Well, it doesn’t take a multi-million pound contract to get the answer to this question! The three things that must be done are:

1. Require all UK public sector organizations to achieve ISO/IEC27001 – an independent, third party certificate that they have in place all the procedures – including staff training – necessary to secure such vital information;
2. Bring in a Data Breach Law requiring immediate notification of the breach, enabling criminal charges to be brought against organizations and, individually, top management, and providing for real compensation as a class for those affected by the breach;
3. Forget about the UK national ID card – it must be obvious to anyone by now that the risks associated with a database of this sort are just too great for HM Government to counter.

There – that saves the public purse a small fortune!

White collar crime and information security

Friday, June 1st, 2007

The increasing incidence and serious nature of internal threats to the security of corporate information is well demonstrated by the recent need for Cable & Wireless to injunct a former executive to hand a 100,00-strong customer database back to her former employer. While the former executive denies the allegation, the BBC has established that the database is being used illegally by Pakistan call centres.

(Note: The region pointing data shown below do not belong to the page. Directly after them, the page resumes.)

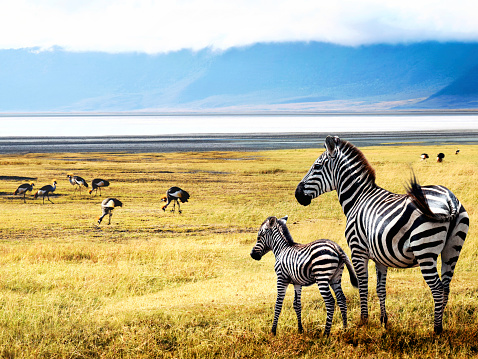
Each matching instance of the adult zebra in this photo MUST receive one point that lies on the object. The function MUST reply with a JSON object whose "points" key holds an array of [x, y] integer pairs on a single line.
{"points": [[321, 262], [393, 230]]}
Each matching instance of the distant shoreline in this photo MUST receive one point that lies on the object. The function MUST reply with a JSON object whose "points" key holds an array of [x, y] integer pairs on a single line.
{"points": [[227, 142]]}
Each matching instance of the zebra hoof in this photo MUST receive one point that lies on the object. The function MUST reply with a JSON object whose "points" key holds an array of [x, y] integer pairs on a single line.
{"points": [[363, 320], [384, 321]]}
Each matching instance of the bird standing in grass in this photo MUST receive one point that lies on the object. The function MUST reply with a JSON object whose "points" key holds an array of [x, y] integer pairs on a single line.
{"points": [[23, 189], [98, 183], [174, 194], [45, 191], [107, 206], [77, 181]]}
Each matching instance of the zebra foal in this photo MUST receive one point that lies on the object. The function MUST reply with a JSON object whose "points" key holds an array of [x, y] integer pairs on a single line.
{"points": [[394, 230], [320, 262]]}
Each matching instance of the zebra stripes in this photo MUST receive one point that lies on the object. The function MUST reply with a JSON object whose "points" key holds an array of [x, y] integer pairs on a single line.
{"points": [[393, 230], [320, 262]]}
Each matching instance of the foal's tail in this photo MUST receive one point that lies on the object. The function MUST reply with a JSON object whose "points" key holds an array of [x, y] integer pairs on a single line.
{"points": [[350, 267]]}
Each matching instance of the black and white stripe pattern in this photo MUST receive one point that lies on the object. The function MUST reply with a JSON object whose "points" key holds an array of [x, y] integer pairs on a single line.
{"points": [[393, 230], [320, 262]]}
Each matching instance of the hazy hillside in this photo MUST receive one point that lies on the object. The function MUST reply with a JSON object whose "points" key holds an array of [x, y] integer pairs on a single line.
{"points": [[285, 76]]}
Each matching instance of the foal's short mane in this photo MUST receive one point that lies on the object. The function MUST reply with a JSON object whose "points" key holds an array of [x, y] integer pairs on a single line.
{"points": [[271, 221], [366, 166]]}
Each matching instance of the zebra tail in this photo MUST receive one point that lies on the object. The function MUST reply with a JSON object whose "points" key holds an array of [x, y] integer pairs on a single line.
{"points": [[415, 193], [350, 267]]}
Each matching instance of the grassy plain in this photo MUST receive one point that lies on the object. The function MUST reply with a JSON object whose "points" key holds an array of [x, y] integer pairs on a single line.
{"points": [[160, 284]]}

An effective information security management system (ie an ISMS in line with ISO27001) would have identified this risk and guarded against it. Identifying, investigating and responding to this sort of white collar corporate crime will increasingly be part of the ISMS operation, which is why we have just added a selection of useful books on White Collar Crime and Computer Forensics to our website.

We expect more stories of this sort.

Staff training lags behind

Friday, May 25th, 2007

According to a new study of 500 IT and HR professionals, 45 percent of businesses fail to train staff in handling sensitive corporate data, and 46 percent have no plans to introduce such training. With Marks & Spencer providing the latest proof of how easily personal records can fall into the wrong hands, I can only hope that this survey is unrepresentative. At IT Governance, we stress at all times the vital importance of internal communications and training as vital weapons in safeguarding information assets. To think security can be achieved without this is self-deluding.